Quand elle ouvrit la porte, une odeur de moisi et de putréfaction lui sauta à la gorge, mais elle ne dit rien pour ne pas inquiéter son ami. Le premier regard qu'elle lança fût pour le petit meuble où les cadavres se planquaient la veille au soir. Elle revit leurs yeux inexpressifs se foutant d'elle, jouant avec sa paranoïa comme un chat avec une pelote de laine.
- Tu veux boire quelque chose?
- Un whisky s'il te plaît.
- Ok.
Elle se dirigea vers sa kitchenette et entendit le même bruit de chute que la veille au soir mais quand elle se retourna, tout allait bien.
Elle prit un valium avec son whisky et s'en servit un autre pour accompagner Raph, ça ne se fait pas de boire seul...
Elle s'assit lourdement sur la chaise en face de son "invité" et s'alluma une cigarette. Son appartement lui donnait des frissons, comme quand on rentre dans une maison dite "hantée".
Raph n'était pas à l'aise non plus mais il prit la parole en premier, sûrement pour rompre ce silence insupportable.

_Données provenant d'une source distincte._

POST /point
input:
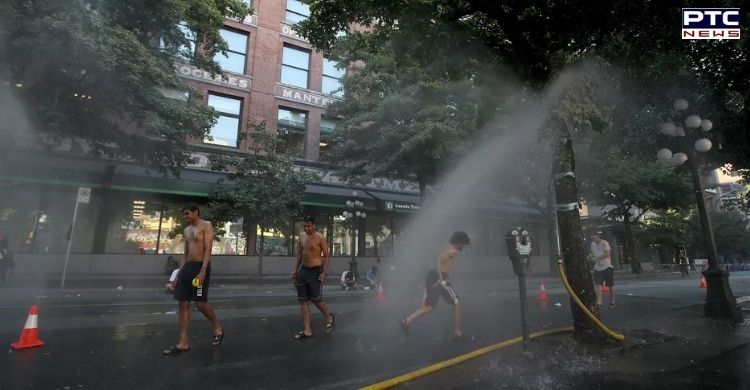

Elle ne l'écoutait même pas, son regard était fixé sur la fenêtre.
- Tu devrais y retourner, tu en a besoin.
- Non, je ne le supporterai pas une seconde fois.
- Il le faut, tu recommences à avoir des hallucinations et à traîner tes guenilles dans les gares, comme à la mort de Jean.
- Jean à été tué ! hurla t-elle soudainement et en plus de ça, à cause de moi !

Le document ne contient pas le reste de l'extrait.